Over the past decade, the techniques of topological data analysis (TDA) have grown into prominence to describe the shape of data. In recent years, there has been increasing interest in developing statistical methods and in particular hypothesis testing procedures for TDA. Under the statistical perspective, persistence diagrams -- the central multi-scale topological descriptors of data provided by TDA -- are viewed as random observations sampled from some population or process. In this context, one of the earliest works on hypothesis testing focuses on the two-group permutation-based approach where the associated loss function is defined in terms of within-group pairwise bottleneck or Wasserstein distances between persistence diagrams (Robinson and Turner, 2017). However, in situations where persistence diagrams are large in size and number, the permutation test in question gets computationally more costly to apply. To address this limitation, we instead consider pairwise distances between vectorized functional summaries of persistence diagrams for the loss function. In the present work, we explore the utility of the Betti function in this regard, which is one of the simplest function summaries of persistence diagrams. We introduce an alternative vectorization method for the Betti function based on integration and prove stability results with respect to the Wasserstein distance. Moreover, we propose a new shuffling technique of group labels to increase the power of the test. Through several experimental studies, on both synthetic and real data, we show that the vectorized Betti function leads to competitive results compared to the baseline method involving the Wasserstein distances for the permutation test.

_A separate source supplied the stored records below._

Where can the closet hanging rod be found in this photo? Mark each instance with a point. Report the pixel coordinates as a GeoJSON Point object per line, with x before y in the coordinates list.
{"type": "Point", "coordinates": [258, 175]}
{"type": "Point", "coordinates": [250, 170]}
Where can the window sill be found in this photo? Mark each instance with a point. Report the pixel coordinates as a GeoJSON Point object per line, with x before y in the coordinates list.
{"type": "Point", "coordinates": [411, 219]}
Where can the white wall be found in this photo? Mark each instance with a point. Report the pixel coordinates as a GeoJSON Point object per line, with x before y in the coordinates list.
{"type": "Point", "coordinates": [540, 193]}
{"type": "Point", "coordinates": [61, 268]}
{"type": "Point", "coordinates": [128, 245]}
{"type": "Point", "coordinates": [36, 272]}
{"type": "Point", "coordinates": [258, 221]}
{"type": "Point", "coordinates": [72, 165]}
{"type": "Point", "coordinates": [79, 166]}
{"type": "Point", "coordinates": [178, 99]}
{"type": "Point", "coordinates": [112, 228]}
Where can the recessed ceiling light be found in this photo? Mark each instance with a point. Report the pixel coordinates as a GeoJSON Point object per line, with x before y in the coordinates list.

翻译：过去十年间，拓扑数据分析（TDA）技术逐渐发展成为描述数据形态的重要手段。近年来，针对TDA的统计方法（特别是假设检验程序）研究日益增多。从统计视角来看，持久性图——作为TDA提供的核心多尺度拓扑数据描述子——被视为从某个总体或过程中采样的随机观测值。在此背景下，最早的假设检验工作之一聚焦于两组置换方法，其损失函数基于组间成对瓶颈距离或Wasserstein距离定义（Robinson and Turner, 2017）。然而，当持久性图规模和数量较大时，该置换检验的计算成本显著增加。为克服这一局限，我们转而采用持久性图向量化函数摘要之间的成对距离作为损失函数。本研究探索了Betti函数在此场景下的实用性——这是最简单的持久性图函数摘要之一。我们提出了一种基于积分的Betti函数替代向量化方法，并证明了其关于Wasserstein距离的稳定性结果。此外，我们引入了一种新的组标签混洗技术以提升检验效能。通过合成数据与真实数据上的多组实验研究表明，与基于Wasserstein距离的基准置换检验方法相比，向量化Betti函数能够产生竞争性结果。